Around three years ago, leading companies from the IT, automation and mechanical engineering sectors joined forces to push the vision of Industry 4.0 – promised for years but only implemented sluggishly – to finally achieve a decisive, practical breakthrough here. Did it help and where are we today?
A commentary by Hendrik Nieweg
Then, as now, the mission of the Open Industry 4.0 Alliance (OI4) to accelerate digital transformation was based on the idea of creating application-oriented framework conditions for smart factory operators, increasingly confronted with a heterogeneous machine and system landscape. The aim is to enable individual machines in production halls to be networked with the cloud as simply (and, of course, securely) as possible. To this end, an open and interoperable ecosystem is to be established between the manufacturers of machines, systems and software, for which the alliance did not define any new standards, however, instead drawing on existing sets of rules.

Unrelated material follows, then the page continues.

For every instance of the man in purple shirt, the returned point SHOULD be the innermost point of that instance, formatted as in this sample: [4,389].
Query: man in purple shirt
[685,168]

An open architecture based on RAMI 4.0 was developed as the technological foundation for this, itself based on the four building blocks Device/Edge Connectivity, Edge Computing, Operator Cloud and Cloud Central as well as associated services. The special thing about this is that the architecture is agile, easy to implement and, most importantly, vendor- independent – all of which are key requirements on the part of end customers. The fact that the approach works is confirmed by initial trials, for example by the Danish MADE FAST initiative in the digitization and automation of companies such as Danfoss and LEGO. Another successful practical example is the internal production networking of a robot cell at robotics and automation specialist KUKA, a founding member of the alliance.
"The noticeable market response and growth in membership tells us that the open and collaborative mindset of the OI4 Alliance is the right way to develop and scale IIoT-based products and services."
The greatest advantage of the OI4 Alliance is its open and solution-oriented organizational form. OI4-compliant products and services are made public in the specially managed Marketplace, and architecture and implementation recommendations are openly communicated in white papers. True to the idea of being an implementation alliance, interfaces are realized as open APIs that are made publicly available to software developers. In addition, a company does not have to be a compulsory member to offer OI4-compliant solutions – removing barriers to competition and facilitating implementation in the brownfield environment.
The noticeable market response and the growth in members (in addition to Festo, KUKA, Microsoft, SAP, Siemens, Voith, Weidmüller, around 100 members are now involved within OI4) show us that the open and collaborative mindset of the OI4 Alliance is the right way to develop and scale IIoT-based products and services.
Similarly, all contributors are aware that building an open, interoperable ecosystem is a time- consuming endeavor. For a relevant external impact, a critical mass of active members was first necessary, which has now been achieved. The next step was to bring together partners working on common, related, or interdependent topics within OI4 – a process that continues to gain momentum through the constant addition of new members. Now it is a matter of convincing users, system integrators and factory operators of our OI4 approach. This overarching and ongoing goal can be traced throughout OI4’s work.
Exactly how heterogeneous the needs on the part of customers and users turn out to be when it comes to networking the components of a manufacturing operation has once again become clearer through the open exchange within the OI4 Alliance – fundamentally confirming the approach of an open ecosystem. Imagine a typical use case for smart manufacturing: In most cases, we are dealing with a highly heterogeneous machine park, which has grown organically in some cases and combines different manufacturers, machine generations, interfaces, and protocols, not to mention several types of software. Anyone who wants to enter the market here with a “closed source” solution will sooner or later come up against limits, for example when a connection does not work, and recognize the need for a partner network. It is precisely for this reason that at OI4, the specialists for individual problems come together at one table to develop holistic solution concepts.
As far as the implementation of the OI4 architecture is concerned, I would like to emphasize that we always rely on standards and best practices taken from concrete IIoT customer projects. Concepts such as containerizing software packages, harmonizing data close to the machine, and configuring software from the cloud are all topics that OI4 contributors, like us at Device Insight, are familiar with as IoT providers, striving to best meet the needs of new use cases. However, in order to actually fill the envisioned open ecosystem of OI4 with life, we need even more openness and willingness on the part of users and operators to try out the alliance’s solution concepts. That is my wish for the future – loosely based on the saying: “Nothing ventured, nothing gained.”
Hendrik Nieweg is a member of Device Insight’s management team and co-author of the OI4 technical white paper “Enhanced Industry 4.0 Interoperability for Quicker ROI.”.